Lukas doesn’t rise to the bait. Jan peers at him. The lining of his eyes is moist and scarlet. “Are you ill?”

A group of merchants look their way, and Jan raises his hand in benediction. They see him talking with Lukas and someone laughs. Jan bristles. He doesn’t like it when they laugh at Lukas. It reminds Jan of how he had to stick up for his brother when larger boys would push him around. How he’d had to defend Lukas against their father’s mockery. Jan doesn’t like anyone to call his younger brother weak.

“Are you not well, Lukas?” he repeats.

Lukas bows his head. “Jan, it’s worse than that. I’m bedeviled.”

Oh Lord, it’s another one of his moods.

“You just need a good meal.” Jan slaps him on the shoulder. He’ll bring him to the alehouse, order him some mutton stew. It’s a shame Lukas doesn’t indulge in women. A barmaid would be the antidote to his saint in a cell. She’s wearing him thin. The idea was to get Lukas away from her, but he’s worse now than when they entombed her five months ago.

“I need to confess. Will you hear me?”

“Nonsense. You’re overworked.” It’s the services he’s holding in the cathedral, in addition to this preaching on corners and shepherding his friars. And those beguines. Lukas still ministers to them on Sundays. His brother would have been better suited for the university in Paris. Jan knows the dean of theology—perhaps he could arrange for Lukas to study with the Dominicans, to debate Aristotelian logic until the sun falls from the sky.
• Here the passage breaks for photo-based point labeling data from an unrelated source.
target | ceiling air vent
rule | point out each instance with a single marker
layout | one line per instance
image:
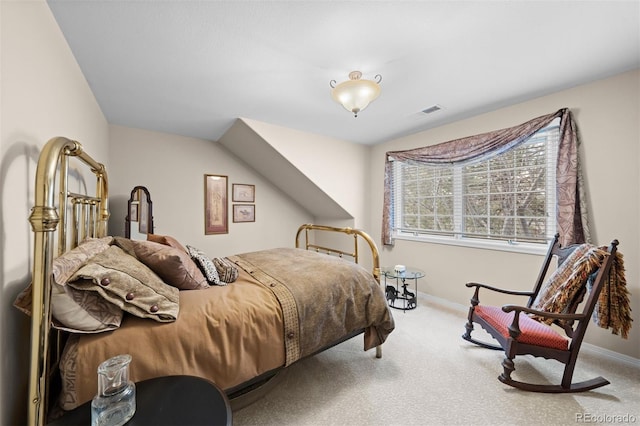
(431, 109)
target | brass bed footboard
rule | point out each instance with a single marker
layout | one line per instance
(355, 255)
(89, 219)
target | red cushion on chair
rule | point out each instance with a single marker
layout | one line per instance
(533, 332)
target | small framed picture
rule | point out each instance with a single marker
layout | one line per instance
(244, 193)
(244, 213)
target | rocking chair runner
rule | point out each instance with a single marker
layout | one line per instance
(522, 330)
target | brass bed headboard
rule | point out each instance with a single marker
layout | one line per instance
(89, 216)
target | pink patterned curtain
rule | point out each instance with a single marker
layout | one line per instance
(571, 211)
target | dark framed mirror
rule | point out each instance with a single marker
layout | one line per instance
(139, 220)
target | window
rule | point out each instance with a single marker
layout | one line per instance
(508, 196)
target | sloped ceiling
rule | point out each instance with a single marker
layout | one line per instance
(193, 67)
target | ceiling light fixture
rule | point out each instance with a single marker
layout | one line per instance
(355, 94)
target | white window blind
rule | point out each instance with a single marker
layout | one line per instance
(508, 196)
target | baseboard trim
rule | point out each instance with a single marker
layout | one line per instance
(607, 353)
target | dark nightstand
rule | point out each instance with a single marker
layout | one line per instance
(172, 400)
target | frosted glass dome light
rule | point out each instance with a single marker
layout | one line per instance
(356, 93)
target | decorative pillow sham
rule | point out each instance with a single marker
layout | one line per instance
(166, 240)
(227, 270)
(73, 311)
(206, 265)
(173, 265)
(124, 281)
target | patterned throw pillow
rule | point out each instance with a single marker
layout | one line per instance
(227, 270)
(206, 265)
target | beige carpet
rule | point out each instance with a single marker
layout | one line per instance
(428, 375)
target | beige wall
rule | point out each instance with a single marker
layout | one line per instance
(44, 94)
(173, 168)
(607, 114)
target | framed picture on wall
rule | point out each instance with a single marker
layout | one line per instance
(244, 213)
(244, 193)
(216, 205)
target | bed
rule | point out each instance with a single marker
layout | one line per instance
(94, 296)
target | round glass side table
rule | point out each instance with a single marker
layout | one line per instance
(398, 294)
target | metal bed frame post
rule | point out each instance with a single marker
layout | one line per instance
(44, 219)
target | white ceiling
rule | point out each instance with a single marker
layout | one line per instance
(192, 67)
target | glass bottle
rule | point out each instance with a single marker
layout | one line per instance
(115, 402)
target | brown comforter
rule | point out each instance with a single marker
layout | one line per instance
(286, 304)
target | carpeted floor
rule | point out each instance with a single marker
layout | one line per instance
(428, 375)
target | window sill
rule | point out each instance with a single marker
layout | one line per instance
(526, 248)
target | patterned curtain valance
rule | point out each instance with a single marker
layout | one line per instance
(571, 209)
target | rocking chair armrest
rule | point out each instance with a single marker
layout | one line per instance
(500, 290)
(518, 309)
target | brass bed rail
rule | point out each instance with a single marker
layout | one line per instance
(89, 219)
(357, 233)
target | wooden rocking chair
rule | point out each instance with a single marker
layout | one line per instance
(522, 330)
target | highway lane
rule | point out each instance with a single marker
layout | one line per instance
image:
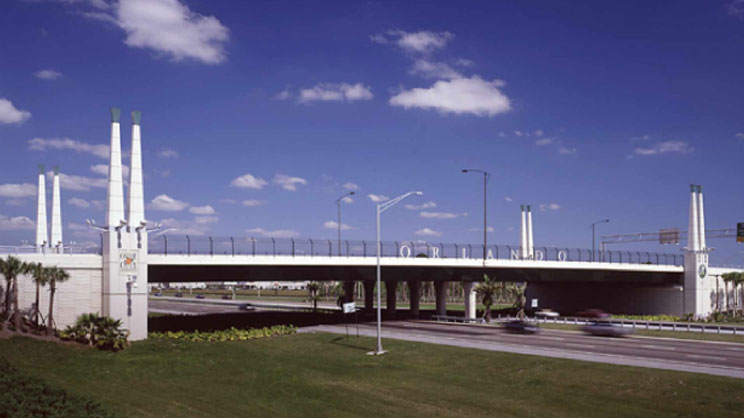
(720, 358)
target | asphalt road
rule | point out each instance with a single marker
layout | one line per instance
(719, 358)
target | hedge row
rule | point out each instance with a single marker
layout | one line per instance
(231, 334)
(22, 396)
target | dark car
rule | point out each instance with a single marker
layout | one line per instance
(606, 329)
(521, 327)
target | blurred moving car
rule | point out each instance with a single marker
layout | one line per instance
(521, 327)
(606, 329)
(546, 313)
(593, 313)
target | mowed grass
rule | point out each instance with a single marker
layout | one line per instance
(323, 375)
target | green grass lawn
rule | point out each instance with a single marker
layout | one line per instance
(325, 375)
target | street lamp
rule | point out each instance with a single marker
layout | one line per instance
(338, 203)
(603, 221)
(486, 175)
(382, 207)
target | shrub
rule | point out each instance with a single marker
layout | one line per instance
(23, 396)
(231, 334)
(97, 331)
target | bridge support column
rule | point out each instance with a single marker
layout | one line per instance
(415, 289)
(390, 288)
(369, 295)
(440, 288)
(470, 303)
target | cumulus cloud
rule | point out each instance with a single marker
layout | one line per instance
(288, 182)
(166, 203)
(8, 223)
(48, 74)
(437, 215)
(277, 233)
(427, 232)
(459, 96)
(377, 198)
(427, 205)
(202, 210)
(81, 203)
(167, 153)
(335, 92)
(422, 42)
(248, 181)
(9, 114)
(17, 190)
(680, 147)
(41, 144)
(334, 225)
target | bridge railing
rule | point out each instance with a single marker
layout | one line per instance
(304, 247)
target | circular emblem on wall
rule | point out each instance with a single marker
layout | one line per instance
(702, 271)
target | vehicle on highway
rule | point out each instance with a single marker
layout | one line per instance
(546, 313)
(606, 329)
(593, 313)
(521, 327)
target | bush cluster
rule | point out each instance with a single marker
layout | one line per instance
(23, 396)
(231, 334)
(97, 331)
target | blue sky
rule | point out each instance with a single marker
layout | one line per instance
(256, 115)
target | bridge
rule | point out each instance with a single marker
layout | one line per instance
(112, 278)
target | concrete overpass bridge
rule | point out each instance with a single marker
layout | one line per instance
(113, 278)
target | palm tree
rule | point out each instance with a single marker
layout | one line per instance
(11, 268)
(486, 291)
(314, 289)
(56, 275)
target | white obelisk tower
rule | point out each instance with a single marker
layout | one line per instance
(42, 238)
(698, 286)
(56, 241)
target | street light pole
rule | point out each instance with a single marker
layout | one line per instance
(486, 175)
(603, 221)
(338, 204)
(382, 207)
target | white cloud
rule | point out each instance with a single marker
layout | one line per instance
(334, 225)
(377, 198)
(252, 203)
(438, 215)
(277, 233)
(9, 113)
(81, 203)
(335, 92)
(431, 69)
(544, 207)
(17, 190)
(428, 232)
(170, 28)
(48, 74)
(459, 96)
(41, 144)
(202, 210)
(248, 181)
(206, 219)
(427, 205)
(15, 223)
(680, 147)
(288, 182)
(166, 153)
(422, 42)
(167, 203)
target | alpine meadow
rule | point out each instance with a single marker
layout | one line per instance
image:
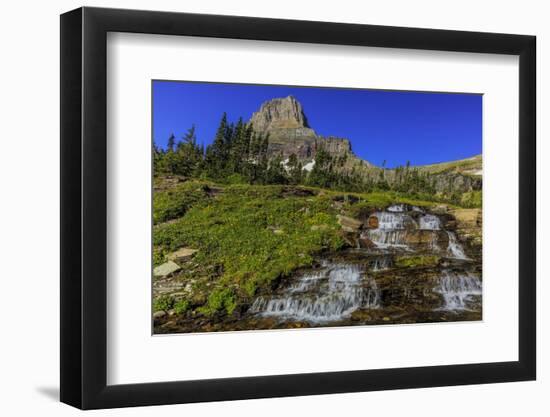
(280, 207)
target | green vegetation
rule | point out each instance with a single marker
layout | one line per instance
(251, 235)
(255, 219)
(181, 306)
(238, 155)
(248, 237)
(416, 261)
(174, 202)
(471, 199)
(163, 303)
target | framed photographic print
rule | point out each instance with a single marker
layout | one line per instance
(257, 208)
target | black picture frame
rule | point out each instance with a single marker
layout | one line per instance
(84, 207)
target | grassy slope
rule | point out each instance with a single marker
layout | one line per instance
(467, 166)
(249, 236)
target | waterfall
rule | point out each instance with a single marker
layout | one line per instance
(387, 238)
(455, 249)
(381, 263)
(331, 294)
(396, 208)
(429, 222)
(458, 290)
(393, 221)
Once Jan’s made a cardinal, he’ll see about sending Lukas off. He’ll assign one of his diocesan priests as the girl’s new confessor. Someone less impressionable.

“Come, Brother. Walk with me. I have news to share.” He takes Lukas by the elbow and steers him toward the canal, away from the square. A rower ferries timbers to the opposite shore. “The reputation of your girl has spread.” With his help, of course. “Rome is sending an entire panel to interrogate Sister Aleys.”

“Interrogate her?”

“Of course. Rome needs to document her miracles.” It worked according to plan. Rome wants to try her for themselves, but they will do so here, on his territory.

“Jan, she says they’ve stopped.”

“Have they? Really? That’s a shame.” Jan steeples his fingers before his lips, then rotates them to point downward like a dowser searching for water. “No matter. We’ll find people to attest to her healings.” Willems will rally some former lepers. Willems knows the best players.

“She’s been visited by God.”

“Has she?” The girl must have realized that miracles will be found out, eventually. Showings, on the other hand, no one can prove. A smart change of tactic. “And what does God say to her?”

“Extraordinary things. Her words burn into my flesh.”

Extraordinary is good. “You’re recording them? She’ll talk to the pope’s men?”

His brother is staring straight ahead, like he’s spotted something in the shadows beneath the bridge.

“Lukas?” Jan stops short. “Her visions are orthodox, aren’t they?” He remembers now how the strange girl undressed him with her eyes and glared at his pectoral cross. “Nothing problematic?”

“She describes an unspeakable love.”

Better she speak of sin and brimstone, but he can work with love. “What else?”

“Christ is a mother.”

“What?”

Lukas turns to him with a look of desperation. “She’s witnessed the union between mother and child, father and son, groom and bride. They are all one, she says.”

“That’s unusual,” says Jan cautiously. Something is definitely off with Lukas. “Though not strictly unorthodox. Not necessarily.”

“She says his voice is music.” The yearning in his brother’s voice is palpable.